Я подумал и кивнул:

– Это было бы здорово.

Потом я вспомнил, как всю дорогу у меня урчало в животе, и попросил, если не трудно, сделать два бутерброда. Запросто, ответила сестра, какие проблемы, она ведь полжизни только тем и занималась, что сооружала бутерброды с колбасой для двух оглоедов, что наверху.

– Двух? – переспросил я. Может, в окне я видел тень старшего брата Джонаса? – А что, Эйдан приехал?

– Эйдан? – удивилась сестра, замерев со сковородкой в руке. – Нет, ты прекрасно знаешь, что он работает в Лондоне.

– Ты сказала – для двух оглоедов.

– В смысле, для Джонаса.

Я оставил сестру в покое и повернулся к телевизору.

– Ты видела новости? Эти янки совсем взбаламутились, да?

– Еще все нервы нам измотают! – Ханна перекрикивала шипенье масла в сковородке, куда положила куски колбасы. – Я полдня пялилась в телик. Как по-твоему, от этого малого будет хоть какой-нибудь толк?

– Он еще не начал, а его уже все ненавидят. – Днем я мельком видел обзор новостей, и меня удивили толпы, протестовавшие на улицах американской столицы. Все говорили, что победы на выборах не было. Может, и не было, но соперники шли голова в голову, и инаугурация Гора не оказалась бы легитимнее.

– Знаешь, кто мне нравился? – девически мечтательным тоном спросила Ханна.

– Кто? Кто тебе нравился?

– Рональд Рейган. Ты помнишь его фильмы? По субботам их иногда показывают по Би-би-си-2. Пару недель назад был фильм, там Рональд Рейган играет железнодорожника, с ним происходит несчастный случай, и Рейган очухивается на больничной койке, ему ампутировали обе ноги. «Где мое остальное? – вопит он. – Где остальное-то?»

– Ну да, – сказал я, хотя не видел ни одной картины с участием Рейгана и разговоры о его киноролях меня ставили в тупик.
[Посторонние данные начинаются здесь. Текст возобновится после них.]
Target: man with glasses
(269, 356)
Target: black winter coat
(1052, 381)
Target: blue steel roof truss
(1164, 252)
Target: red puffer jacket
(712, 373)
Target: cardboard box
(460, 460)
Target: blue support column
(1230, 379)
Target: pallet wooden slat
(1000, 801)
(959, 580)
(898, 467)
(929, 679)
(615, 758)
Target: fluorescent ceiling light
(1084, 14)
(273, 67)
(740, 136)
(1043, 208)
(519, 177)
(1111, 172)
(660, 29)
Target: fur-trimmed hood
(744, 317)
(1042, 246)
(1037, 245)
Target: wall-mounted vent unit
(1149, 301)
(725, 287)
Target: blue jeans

Говорят, жена его была жуткая стерва.

– Он всегда так выглядел, словно за все в ответе, – продолжила сестра. – В мужчинах мне это нравится. Кристиан был такой же.

– Верно, – согласился я. Кристиан и вправду имел такой вид.

– Ты знаешь, что у него был роман с миссис Тэтчер?

– У Кристиана? – поразился я. Нечто невероятное.

– Да нет, у Рейгана, – раздраженно пояснила сестра. – По крайней мере, такие слухи. Дескать, они крутили любовь.

– Ну не знаю. – Я пожал плечами. – Вряд ли. Она слишком черствая для романа.

– Хорошо, что этот Клинтон убрался, – сказала Ханна. – Грязный паскудник, правда?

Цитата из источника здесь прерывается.